Others intent on cutting spending have pointed to Alaska's "Bridge to Nowhere" as a wasteful project. I agree and believe that it represents the first type of project we should cut. But it's wrong to single out one state's pork project. If we're serious about shared responsibility, let's eliminate all pork projects in all states. To find $50 billion in tax breaks, we could postpone a planned tax break for millionaires, and we could temporarily roll back one of the tax cuts for those who make an income of more than $2 million per year.Mr. Obama is calling for fiscal restraint, which I loudly applaud. I also applaud his effort to curb entitlement tax cuts.
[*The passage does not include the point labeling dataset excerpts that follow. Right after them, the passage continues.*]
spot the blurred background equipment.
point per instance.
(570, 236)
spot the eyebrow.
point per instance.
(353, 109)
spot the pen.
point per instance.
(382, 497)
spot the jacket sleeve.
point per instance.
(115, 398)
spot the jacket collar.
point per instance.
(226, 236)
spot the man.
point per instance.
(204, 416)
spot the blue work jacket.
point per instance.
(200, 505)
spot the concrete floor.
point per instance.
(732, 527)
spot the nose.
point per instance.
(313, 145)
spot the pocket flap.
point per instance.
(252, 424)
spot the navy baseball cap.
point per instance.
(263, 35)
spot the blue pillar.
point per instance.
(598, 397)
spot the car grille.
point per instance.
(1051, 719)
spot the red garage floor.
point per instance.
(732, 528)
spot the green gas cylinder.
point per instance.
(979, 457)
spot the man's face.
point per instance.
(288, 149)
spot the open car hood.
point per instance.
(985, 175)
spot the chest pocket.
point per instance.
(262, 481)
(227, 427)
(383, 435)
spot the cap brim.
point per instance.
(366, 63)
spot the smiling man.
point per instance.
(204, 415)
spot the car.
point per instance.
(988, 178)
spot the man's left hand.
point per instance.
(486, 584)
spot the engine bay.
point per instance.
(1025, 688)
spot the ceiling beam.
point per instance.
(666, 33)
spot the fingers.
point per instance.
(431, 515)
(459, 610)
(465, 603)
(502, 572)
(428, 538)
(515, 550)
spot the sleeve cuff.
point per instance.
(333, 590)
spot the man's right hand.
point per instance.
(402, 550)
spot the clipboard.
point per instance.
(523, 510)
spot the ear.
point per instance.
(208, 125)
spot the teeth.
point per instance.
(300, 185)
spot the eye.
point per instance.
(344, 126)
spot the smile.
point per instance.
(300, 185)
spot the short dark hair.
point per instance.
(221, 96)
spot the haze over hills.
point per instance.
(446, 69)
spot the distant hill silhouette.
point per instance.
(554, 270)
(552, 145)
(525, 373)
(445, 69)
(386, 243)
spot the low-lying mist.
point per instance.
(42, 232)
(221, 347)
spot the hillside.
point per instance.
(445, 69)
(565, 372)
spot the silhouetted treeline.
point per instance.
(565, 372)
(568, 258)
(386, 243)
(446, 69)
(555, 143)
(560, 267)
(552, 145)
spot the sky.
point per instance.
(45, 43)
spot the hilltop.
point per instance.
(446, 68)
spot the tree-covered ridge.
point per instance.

Taxes should be shared equally across all Americans. Providing cuts to a specific class or interest group make the incorrect assumption that there money is more likely to provide economic growth that another person’s money.
However, I question Mr. Obama’s sincerity. He rightly points out that restraining pork projects across every jurisdiction is better than singling out specific projects, but Mr Obama didn’t put forth an amendment to cut projects across the board. He didn’t step in front of the Senate to say that he would support the amendment to put an end to the “Bridge to Nowhere” if a similar project were killed in each state, or even putting a project from his own state on the block. Instead, Mr. Obama, quite clearly, affirmed the practice of providing pork to pad the pocket of incumbents and killed Coburn’s attempt to bring fiscal responsibility back into the Senate.
It’s easy to see this as a pre-campaign speech (especially since that is what it is) so that he has something to point to when he is attacked as a tax-and-spend Democrat. When judging a politician pay special attention to judge them by what they do rather than what they say.